Winter Prep For Beautiful Spring Garden – Perennials
It is important to consider your location and the current weather your area is experiencing. Located here in South Georgia, we have mild winters. If you live in a cooler region, you will want to delay the following garden tasks until just before spring but begin with perennials.
Perennials are nature’s gift that keep giving year after year. To keep them looking their best, prune back perennials to the form and size you desire. This will allow the plant to fill in with new, lush growth when spring arrives. Avoid pruning certain plants that bloom on old wood. These types of plants formed their buds the previous year and if they are removed, will not flower.
Roses – Start Pruning Late Winter
Roses are an essential component to any garden. Late winter is the best time to prune your roses back allowing for new, fresh growth to occur when spring arrives. Remove any dead canes and cut healthy stems back to approximately 1/3 to 2/3 of the size of the plant. Remove any suckers from the plant as these will steal nutrients and stunt overall growth.
Spray the rose plant thoroughly with horticultural oil to rid of insects as well as their eggs before they become active again in the spring. Reward all of your hard work with buying yourself a new beautiful rose bush to add to your garden as now is a great time to plant them.
Now is the perfect time to get new perennials, shrubs, and trees planted in your garden, as long as your area is safe from freezes. Planting now allows plants’ root structures to form well before the intense summer heat arrives.
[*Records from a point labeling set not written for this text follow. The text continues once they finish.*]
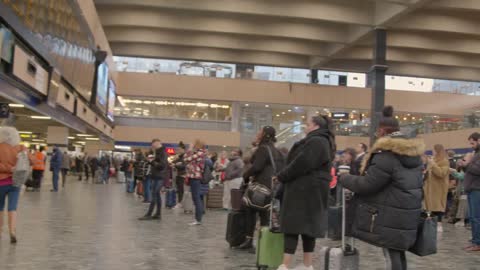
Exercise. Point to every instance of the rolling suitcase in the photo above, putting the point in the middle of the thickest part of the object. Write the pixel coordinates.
(171, 198)
(270, 245)
(140, 188)
(269, 249)
(345, 257)
(187, 202)
(121, 177)
(236, 225)
(236, 198)
(215, 197)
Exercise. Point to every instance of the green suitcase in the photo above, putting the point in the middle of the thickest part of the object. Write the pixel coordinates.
(269, 249)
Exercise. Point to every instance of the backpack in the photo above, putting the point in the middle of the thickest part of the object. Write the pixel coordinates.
(207, 173)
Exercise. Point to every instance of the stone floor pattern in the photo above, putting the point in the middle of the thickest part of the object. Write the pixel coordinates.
(87, 226)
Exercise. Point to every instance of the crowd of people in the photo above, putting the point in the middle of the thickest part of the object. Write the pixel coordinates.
(392, 184)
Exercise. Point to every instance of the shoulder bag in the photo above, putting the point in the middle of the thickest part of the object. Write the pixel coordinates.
(258, 196)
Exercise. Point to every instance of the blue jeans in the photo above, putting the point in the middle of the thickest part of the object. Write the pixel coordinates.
(106, 175)
(147, 189)
(55, 177)
(195, 186)
(157, 185)
(12, 193)
(474, 215)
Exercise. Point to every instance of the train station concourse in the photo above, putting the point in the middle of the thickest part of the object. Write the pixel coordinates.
(214, 134)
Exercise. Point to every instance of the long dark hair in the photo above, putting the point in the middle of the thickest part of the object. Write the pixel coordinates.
(325, 123)
(268, 135)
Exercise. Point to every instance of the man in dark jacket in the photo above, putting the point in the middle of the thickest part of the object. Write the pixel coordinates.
(233, 177)
(357, 163)
(388, 194)
(472, 188)
(181, 168)
(158, 174)
(55, 166)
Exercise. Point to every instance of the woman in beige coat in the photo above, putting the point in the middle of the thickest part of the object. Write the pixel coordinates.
(436, 184)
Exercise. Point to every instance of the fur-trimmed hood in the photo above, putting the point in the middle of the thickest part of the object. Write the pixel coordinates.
(409, 151)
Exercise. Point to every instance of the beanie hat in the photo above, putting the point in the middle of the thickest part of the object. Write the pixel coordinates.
(387, 120)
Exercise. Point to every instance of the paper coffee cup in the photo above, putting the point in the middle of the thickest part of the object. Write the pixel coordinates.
(344, 169)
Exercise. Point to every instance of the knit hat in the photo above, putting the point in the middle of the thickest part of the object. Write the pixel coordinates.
(269, 132)
(387, 120)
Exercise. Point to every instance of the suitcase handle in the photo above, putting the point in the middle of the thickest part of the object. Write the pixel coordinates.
(347, 249)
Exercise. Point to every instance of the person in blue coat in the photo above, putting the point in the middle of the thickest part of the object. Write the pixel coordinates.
(55, 167)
Some of my favorite perennials to bring gorgeous spring color into the garden are foxglove (Digitalis purpurea), peony (Paeonia lactiflora), African iris (Dietes iridioides), coneflower (Echinaceae sp.), and larkspur (Delphinium sp.). My favorite evergreens to incorporate are Wintergreen boxwoods (Buxus sinica var. insularis ‘Wintergreen’), dwarf bur ford hollies (Ilex cornuta ‘Dwarf Burford’), and distylium.
If you are looking forward to a gorgeous spring, make it even more beautiful by fertilizing everything from curb to foundation including your lawn, shrubs, and trees.
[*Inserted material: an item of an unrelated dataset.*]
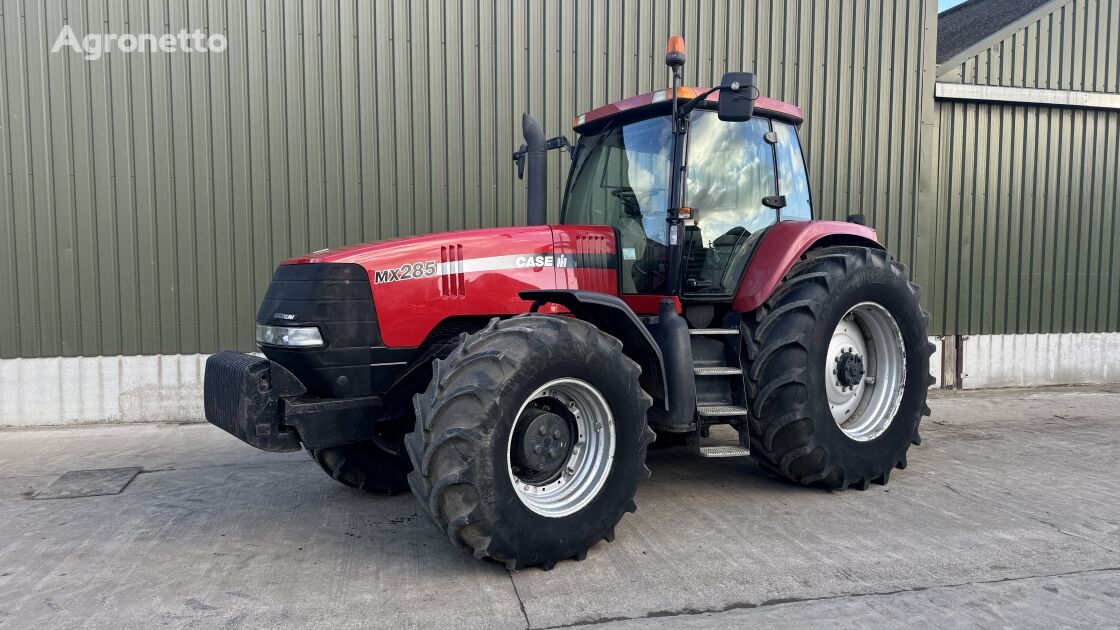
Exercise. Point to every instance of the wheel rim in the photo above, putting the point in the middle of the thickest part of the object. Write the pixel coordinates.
(582, 455)
(865, 371)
Choose a fertilizer that is of good quality because it truly makes a difference. I like to my secret “go-go juice” Nelson plant food Nelson plant food. You will want a complete fertilizer, meaning it has both macronutrients and micronutrients.
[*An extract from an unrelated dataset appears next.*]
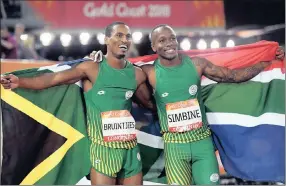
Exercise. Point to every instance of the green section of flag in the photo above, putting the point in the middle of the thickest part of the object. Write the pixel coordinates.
(246, 98)
(66, 102)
Last but not least, make sure to give your lawn the love and attention it deserves. I recommend having a soil test completed with your local extension office to assess your lawn’s nutrient needs.
Here in the South, our soils tend be quite acidic which most plants are not fond of. It is likely your lawn needs to be limed which will neutralize the soil pH. This will improve nutrient availability to your plants and improve the overall health and structure of the soil.
One of the most important things you can do for your lawn is known as scalping. This involves lowering your lawn mower setting each time the grass is cut in order to clean up the thatch. Thatch is the area of dead and living grass that is between the soil and the lush green grass that graces your lawn. By cleaning up the thatch, you improve aeration, drainage, and nutrient absorption. Also, when the grass is cut, make sure that the grass clippings are not left on the lawn during this time of scalping.